Directed By: Joseph Kahn
In the year’s most divisive music video, Taylor Swift teamed with frequent collaborator Joseph Kahn to throw a feast of self-righteous anger and self-referential imagery. Opponents called it out-of-step for these times, supporters celebrated the unabashed pop spectacle and Swift’s willingness to tease herself. With it, Swift proudly declared herself a villain instead of a victim, embracing a new narrative. Regardless of what you think, it currently has more than 785 million streams on YouTube.
Director: Hiro Murai
After a triumphant run directing most of the first season of Atlanta, director Hiro Murai returned to the medium he started in to give A Tribe Called Quest a new look. Composed of a series of visual loops where the same characters reappear and repopulate the setting (similar to Kylie Minogue’s “Come Into My World”), it’s a worthy addition for a group with one of the most creative videographies in hip hop history. With its kinetic street shots and Busta Rhymes feature, “Dis Generation” might be the spiritual sequel to Tribe’s 1994 clip for “Oh My God.” But, like their reunion album We Got It From Here… Thank You 4 Your Service, the video never feels dated or mired in nostalgia.

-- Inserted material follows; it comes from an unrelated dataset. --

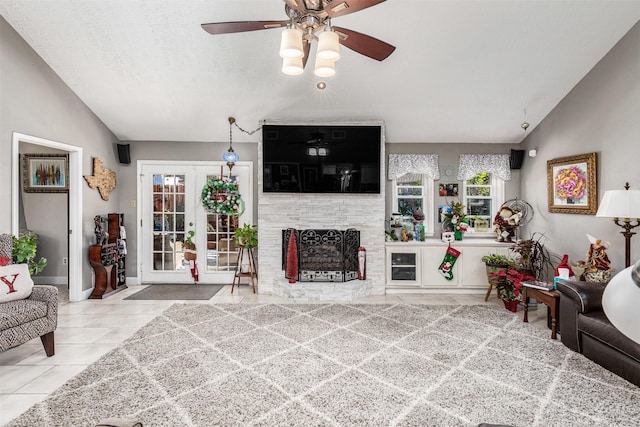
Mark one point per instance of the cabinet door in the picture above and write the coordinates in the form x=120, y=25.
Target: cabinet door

Director: Paul Thomas Anderson
Haim and Boogie Nights director Paul Thomas Anderson have each chronicled life in their native San Fernando Valley, and they teamed up for multiple projects in 2017. But while the short film Valentine (which included the video for “Right Now”) stayed in the recording studio, “Little of Your Love” follows the group onto the streets and into Oil Can Harry’s, a gay country bar in Studio City. The humble choreography the three sisters showed earlier this year in “Want You Back” turned out be a rehearsal for the joyous and sweaty routine they bust out under the mirror ball. Anderson captures it masterfully.
Directors: Dave Myers and The Little Homies
A rapper in red slacks hits golf balls off the roof of a hooptie parked on the concrete banks of the Los Angeles River. These days that setup would have been milked for an entire video by most artists, but in Kendrick Lamar’s “Humble.” it’s basically a throwaway shot. Lamar packs in iconic image after iconic image as he preaches modesty while bragging about the power of his left stroke. The Little Homies is the alias of Lamar and Top Dawg Entertainment president Dave Free: They’ve breathed life into video vibes before, but by teaming with veteran director Dave Meyers – a Missy Elliott favorite – they get their super freak on.
Directors: Jay-Z and Mark Romanek
Jay-Z has often turned to director Mark Romanek for music videos that break from hip hop’s templates. In 2004, the pair went art house cinema for the neo-realistic “99 Problems,” then in 2013 they went to the literal art museum for the Marina Abramovic-assisted “Picasso Baby.” Working with the team at The Mill, the pair created a challenging video for “The Story of O.J.” that references vintage animation’s derogatory caricatures of African-Americans to comment on the United States’ institutionalized history of racism.